Une visite présidentielle à 500 millions de gourdes
Le 21 janvier dernier, le gouvernement haïtien a débloqué 500 millions de gourdes pour organiser la visite officielle du président colombien Gustavo Petro. Un budget faramineux pour un déplacement de seulement quatre heures, qui a provoqué l’indignation de nombreux citoyens.
Pendant ce temps, les écoles publiques restent fermées, les enseignants étant en grève depuis plus de deux mois pour réclamer de meilleures conditions de travail. Cette dépense, perçue comme un gaspillage des ressources publiques, illustre le décalage entre les priorités du gouvernement et les besoins urgents de la population.
Un comité de réforme constitutionnelle aux rémunérations controversées
Le comité de pilotage pour la réforme constitutionnelle est également au cœur des critiques. Selon son président, Enex Jean-Charles, les neuf membres perçoivent chacun jusqu’à 700 000 gourdes par mois en jetons de présence, soit un total de 6,3 millions de gourdes mensuels.
Ces rémunérations, jugées disproportionnées, suscitent des interrogations, d’autant que l’aboutissement de cette réforme reste incertain. Dans un contexte de crise, de nombreux Haïtiens s’interrogent sur la pertinence de telles dépenses alors que des secteurs prioritaires comme la sécurité et l’éducation sont sous-financés.
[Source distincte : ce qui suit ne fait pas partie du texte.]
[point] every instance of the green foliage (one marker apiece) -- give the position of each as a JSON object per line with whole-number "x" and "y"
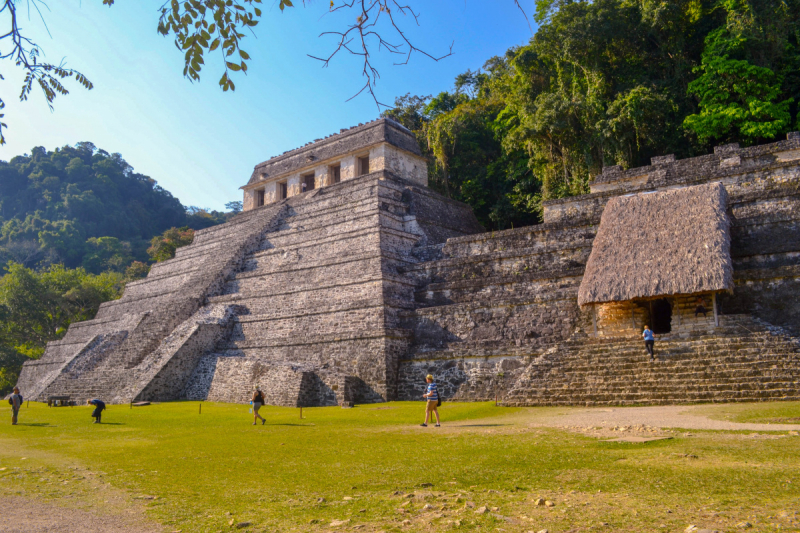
{"x": 37, "y": 307}
{"x": 608, "y": 82}
{"x": 738, "y": 98}
{"x": 81, "y": 206}
{"x": 203, "y": 26}
{"x": 162, "y": 247}
{"x": 202, "y": 469}
{"x": 136, "y": 270}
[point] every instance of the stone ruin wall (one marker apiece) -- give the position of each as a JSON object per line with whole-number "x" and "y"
{"x": 494, "y": 305}
{"x": 355, "y": 291}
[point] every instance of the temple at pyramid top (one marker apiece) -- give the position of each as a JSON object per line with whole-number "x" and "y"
{"x": 382, "y": 144}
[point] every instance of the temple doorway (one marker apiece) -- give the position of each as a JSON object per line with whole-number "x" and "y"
{"x": 661, "y": 316}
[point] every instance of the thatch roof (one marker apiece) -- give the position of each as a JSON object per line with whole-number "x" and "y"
{"x": 658, "y": 244}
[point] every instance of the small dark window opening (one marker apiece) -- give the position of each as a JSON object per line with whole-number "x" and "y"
{"x": 308, "y": 182}
{"x": 661, "y": 316}
{"x": 335, "y": 174}
{"x": 363, "y": 165}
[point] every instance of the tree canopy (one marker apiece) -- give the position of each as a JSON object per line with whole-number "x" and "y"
{"x": 80, "y": 206}
{"x": 608, "y": 82}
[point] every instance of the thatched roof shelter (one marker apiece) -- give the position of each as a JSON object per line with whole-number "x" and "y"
{"x": 658, "y": 244}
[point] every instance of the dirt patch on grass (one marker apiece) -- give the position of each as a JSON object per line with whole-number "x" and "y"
{"x": 21, "y": 515}
{"x": 792, "y": 420}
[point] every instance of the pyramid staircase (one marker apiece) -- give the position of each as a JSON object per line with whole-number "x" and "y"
{"x": 742, "y": 360}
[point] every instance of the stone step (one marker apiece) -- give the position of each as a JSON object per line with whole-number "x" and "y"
{"x": 530, "y": 236}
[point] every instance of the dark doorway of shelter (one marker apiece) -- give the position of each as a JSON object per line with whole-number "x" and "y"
{"x": 661, "y": 316}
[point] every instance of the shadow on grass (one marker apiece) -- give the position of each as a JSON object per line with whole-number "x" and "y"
{"x": 479, "y": 425}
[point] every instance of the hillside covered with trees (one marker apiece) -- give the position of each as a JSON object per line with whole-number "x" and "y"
{"x": 608, "y": 82}
{"x": 76, "y": 224}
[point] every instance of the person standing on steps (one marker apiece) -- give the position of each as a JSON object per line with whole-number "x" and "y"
{"x": 258, "y": 403}
{"x": 16, "y": 402}
{"x": 432, "y": 405}
{"x": 649, "y": 341}
{"x": 99, "y": 407}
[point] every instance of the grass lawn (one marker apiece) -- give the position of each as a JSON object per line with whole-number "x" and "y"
{"x": 375, "y": 469}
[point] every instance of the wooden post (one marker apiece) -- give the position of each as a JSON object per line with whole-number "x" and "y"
{"x": 716, "y": 314}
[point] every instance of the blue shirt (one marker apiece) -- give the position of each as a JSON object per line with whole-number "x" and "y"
{"x": 98, "y": 403}
{"x": 432, "y": 389}
{"x": 16, "y": 400}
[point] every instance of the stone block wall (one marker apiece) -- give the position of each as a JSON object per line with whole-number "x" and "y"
{"x": 355, "y": 291}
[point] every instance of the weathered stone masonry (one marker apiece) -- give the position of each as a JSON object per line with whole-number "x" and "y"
{"x": 356, "y": 288}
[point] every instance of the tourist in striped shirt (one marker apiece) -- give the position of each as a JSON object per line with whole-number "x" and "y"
{"x": 433, "y": 401}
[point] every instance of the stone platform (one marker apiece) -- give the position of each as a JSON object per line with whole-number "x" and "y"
{"x": 353, "y": 291}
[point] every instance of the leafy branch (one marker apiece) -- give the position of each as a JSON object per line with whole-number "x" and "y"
{"x": 357, "y": 38}
{"x": 27, "y": 55}
{"x": 206, "y": 25}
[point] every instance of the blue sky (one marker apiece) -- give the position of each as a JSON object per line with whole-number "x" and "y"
{"x": 201, "y": 144}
5 millions de gourdes pour un carnaval en pleine insécurité
Malgré un climat d’insécurité généralisé, le gouvernement a validé un budget de 5 millions de gourdes pour organiser le carnaval national à Fort-Liberté, dans le Nord-Est. Une décision jugée incohérente, alors que les autorités avaient placé la sécurité parmi leurs priorités.
Pendant que l’État finance des festivités, les gangs continuent d’étendre leur influence, contraignant des milliers de familles à fuir leurs quartiers sous la menace des groupes armés. Cette dépense, perçue comme un signe de déconnexion, renforce le sentiment d’abandon de la population.
Une population excédée par la gestion des fonds publics
Ces choix budgétaires controversés alimentent la colère d’une population déjà exaspérée par l’inaction des autorités face à la crise. De nombreux citoyens et économistes estiment que ces fonds devraient être réaffectés à des priorités essentielles, comme le renforcement des forces de sécurité, la reprise des services publics et la stabilisation de l’économie.
Alors que les États-Unis ont récemment fourni du matériel aux forces de l’ordre haïtiennes, le gouvernement continue d’être pointé du doigt pour son incapacité à allouer efficacement les ressources publiques. Cette gestion controversée risque d’aggraver la situation économique et sociale, renforçant ainsi la méfiance envers les institutions en place.
Un appel à la transparence et à la réforme
Pour les observateurs et acteurs de la société civile, ces dépenses traduisent un manque criant de transparence et de vision stratégique. Dans un pays en crise, la lutte contre la corruption et une réforme en profondeur de l’administration publique apparaissent comme des impératifs incontournables pour éviter une nouvelle détérioration de l’économie nationale.
Alors que la population haïtienne continue de subir les conséquences d’une gestion publique controversée, les appels à une meilleure gouvernance et à une utilisation plus responsable des ressources publiques se font de plus en plus pressants.